Bypassing Zeek's file extraction processor by twisting Content-Type
Hello Zeek's community!
Zeek (master and 4.1) corrupts extracted PE executable from an HTTP response if the request has a non-expected Content-Type. Here is a proof-of-concept PCAP with two HTTP responses returning the same file but with different Content-Types. The first one with the right Content-Type "application/x-msdownload" and another one with "message/rfc822".
Zeek extracts the first one correctly to:
/example.exe
dcb7bd00e64b07b676e61adc6182801d476b35524e57ac76395ce81dc6e45921
hexdump -C extract-1632487597.528663-HTTP-Fddoxgz03LJucdMWd | head -n 10
00000000 4d 5a 90 00 03 00 00 00 04 00 00 00 ff ff 00 00 |MZ..............|
00000010 b8 00 00 00 00 00 00 00 40 00 00 00 00 00 00 00 |........@.......|
00000020 00 00 00 00 00 00 00 00 00 00 00 00 00 00 00 00 |................|
00000030 00 00 00 00 00 00 00 00 00 00 00 00 80 00 00 00 |................|
00000040 0e 1f ba 0e 00 b4 09 cd 21 b8 01 4c cd 21 54 68 |........!..L.!Th|
00000050 69 73 20 70 72 6f 67 72 61 6d 20 63 61 6e 6e 6f |is program canno|
00000060 74 20 62 65 20 72 75 6e 20 69 6e 20 44 4f 53 20 |t be run in DOS |
00000070 6d 6f 64 65 2e 0d 0d 0a 24 00 00 00 00 00 00 00 |mode....$.......|
00000080 50 45 00 00 4c 01 05 00 b4 3e e0 5a 00 16 00 00 |PE..L....>.Z....|
00000090 f8 01 00 00 e0 00 07 03 0b 01 02 38 00 0a 00 00 |...........8....|
...
The second one extracts to:
/example_twisted.exe
c012669f1ca703bd3d0bc5a85f6c989c46cf923db253ac2ce8d439a847848c6b
hexdump -C extract-1632487612.848029-HTTP-FMpTBX1I0eWzLLvf7f | head -n 10
00000000 24 00 00 00 00 00 00 00 50 45 00 00 4c 01 05 00 |$.......PE..L...|
00000010 b4 3e e0 5a 00 16 00 00 f8 01 00 00 e0 00 07 03 |.>.Z............|
00000020 0b 01 02 38 00 0d 0a 00 00 00 12 00 00 00 02 00 |...8............|
00000030 00 20 12 00 00 00 10 00 00 00 20 00 00 00 00 40 |. ........ ....@|
00000040 00 00 10 00 00 00 02 00 00 04 00 00 00 01 00 00 |................|
00000050 00 04 00 00 00 00 00 00 00 00 60 00 00 00 04 00 |..........`.....|
00000060 00 ec 55 00 00 03 00 00 00 00 00 20 00 00 10 00 |..U........ ....|
00000070 00 00 00 10 00 00 10 00 00 00 00 00 00 10 00 00 |................|
00000080 00 00 00 00 00 00 00 00 00 00 50 00 00 f4 02 00 |..........P.....|
00000090 00 00 00 00 00 00 00 00 00 00 00 00 00 00 00 00 |................|
...
This is not exactly a bug BUT malware writers can exploit this behavior to hide their second-stage payload from sandboxes extracting payloads from PCAP using Zeek.
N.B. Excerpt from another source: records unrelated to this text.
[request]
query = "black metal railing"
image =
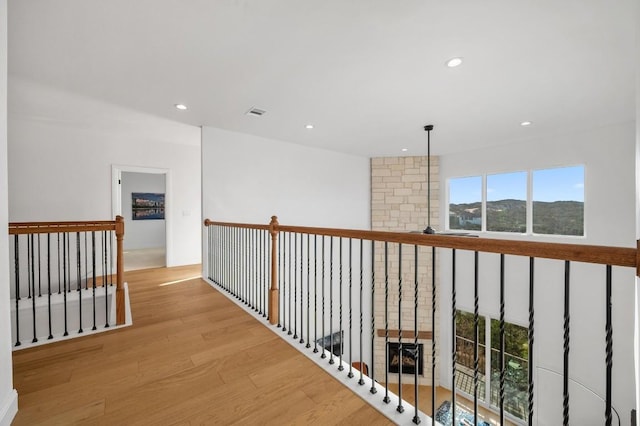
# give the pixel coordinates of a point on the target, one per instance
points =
(64, 277)
(320, 279)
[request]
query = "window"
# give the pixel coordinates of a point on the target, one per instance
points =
(516, 362)
(507, 202)
(465, 203)
(547, 201)
(558, 201)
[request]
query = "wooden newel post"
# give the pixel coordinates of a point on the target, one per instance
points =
(120, 308)
(273, 291)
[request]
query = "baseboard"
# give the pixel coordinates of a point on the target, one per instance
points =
(9, 408)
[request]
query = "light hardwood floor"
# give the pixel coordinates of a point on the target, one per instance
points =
(191, 357)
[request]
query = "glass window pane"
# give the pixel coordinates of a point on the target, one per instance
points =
(507, 202)
(465, 203)
(465, 360)
(516, 365)
(558, 201)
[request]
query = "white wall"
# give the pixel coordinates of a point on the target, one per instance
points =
(8, 396)
(247, 179)
(61, 150)
(142, 234)
(608, 154)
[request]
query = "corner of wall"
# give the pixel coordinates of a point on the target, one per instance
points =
(9, 408)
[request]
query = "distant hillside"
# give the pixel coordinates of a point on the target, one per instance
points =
(559, 217)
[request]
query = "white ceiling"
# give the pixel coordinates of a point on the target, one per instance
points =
(369, 74)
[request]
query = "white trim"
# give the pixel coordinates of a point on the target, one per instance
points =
(116, 200)
(9, 408)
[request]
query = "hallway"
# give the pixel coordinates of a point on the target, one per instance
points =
(191, 357)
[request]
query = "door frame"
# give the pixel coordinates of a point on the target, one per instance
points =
(116, 199)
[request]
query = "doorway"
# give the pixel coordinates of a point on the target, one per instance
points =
(141, 197)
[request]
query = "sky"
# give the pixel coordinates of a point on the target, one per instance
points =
(558, 184)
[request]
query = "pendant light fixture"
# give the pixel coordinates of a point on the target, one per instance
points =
(429, 230)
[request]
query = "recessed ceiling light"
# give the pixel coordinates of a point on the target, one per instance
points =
(454, 62)
(256, 112)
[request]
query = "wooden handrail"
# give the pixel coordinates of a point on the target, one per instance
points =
(117, 225)
(605, 255)
(120, 307)
(615, 256)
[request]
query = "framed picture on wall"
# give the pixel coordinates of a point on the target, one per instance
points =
(147, 206)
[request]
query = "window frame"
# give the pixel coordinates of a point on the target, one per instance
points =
(529, 202)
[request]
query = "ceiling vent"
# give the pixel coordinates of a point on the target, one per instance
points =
(256, 112)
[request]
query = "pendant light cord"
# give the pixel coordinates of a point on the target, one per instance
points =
(429, 230)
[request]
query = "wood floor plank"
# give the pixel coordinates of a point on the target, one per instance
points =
(191, 357)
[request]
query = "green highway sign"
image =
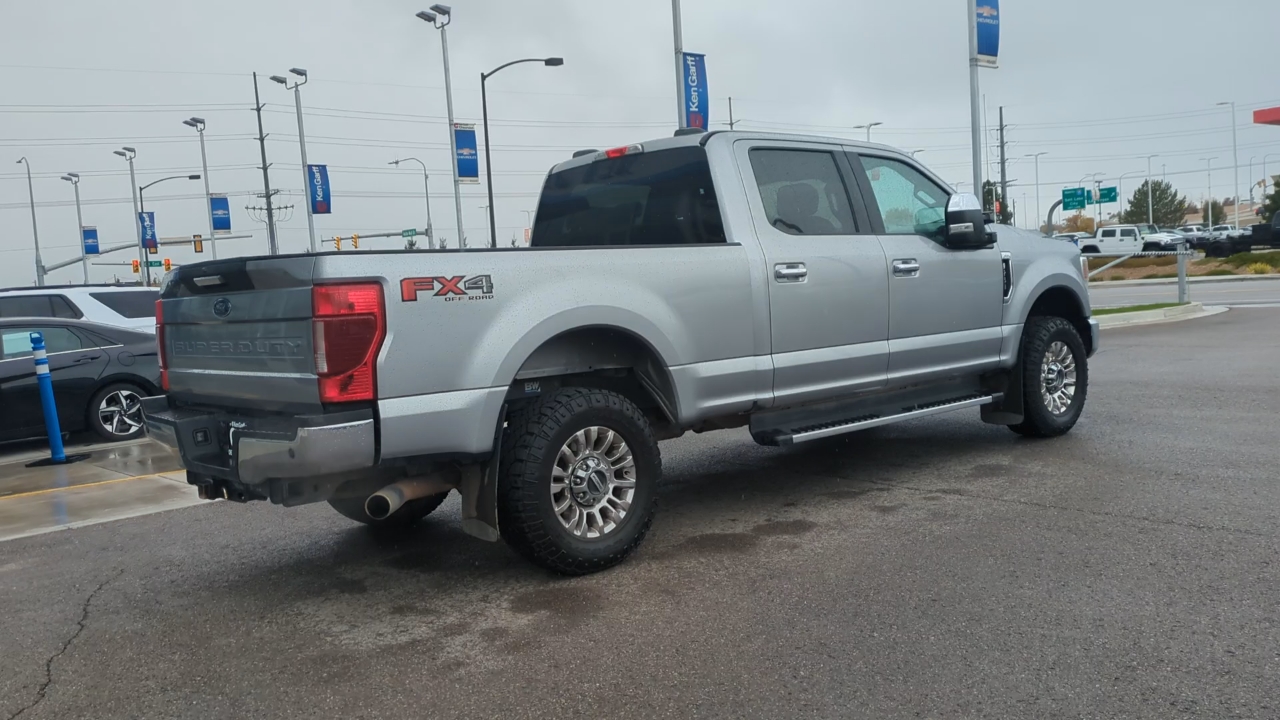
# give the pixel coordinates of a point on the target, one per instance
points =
(1073, 199)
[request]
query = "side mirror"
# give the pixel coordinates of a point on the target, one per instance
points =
(965, 226)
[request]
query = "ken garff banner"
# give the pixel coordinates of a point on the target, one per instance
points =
(695, 90)
(149, 229)
(90, 235)
(469, 158)
(988, 32)
(318, 190)
(220, 212)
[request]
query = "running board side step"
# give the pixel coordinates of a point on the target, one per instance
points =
(864, 422)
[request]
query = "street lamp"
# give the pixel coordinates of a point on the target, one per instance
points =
(440, 17)
(1151, 206)
(129, 154)
(142, 205)
(1036, 156)
(35, 231)
(426, 195)
(1235, 162)
(868, 128)
(488, 153)
(302, 144)
(80, 220)
(199, 123)
(1208, 204)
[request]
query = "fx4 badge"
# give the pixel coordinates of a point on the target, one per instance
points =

Thank you very much and congratulations on this amazing tool!
Cheers, Marcos
Zeek (master and 4.1) corrupts extracted PE executable from an HTTP response if the request has a non-expected Content-Type.
Looks like this comes from the specific content-type that's used here (message/rfc822): If I change the type into something else unknown but not message/*, it works as expected. The HTTP analyzer is special-casing message/* parsing, so it's probably an issue on that code path. Will need some more digging to trace what's going on, but my guess is that it starts parsing the data as a sub-entity, without forwarding the content to file analysis.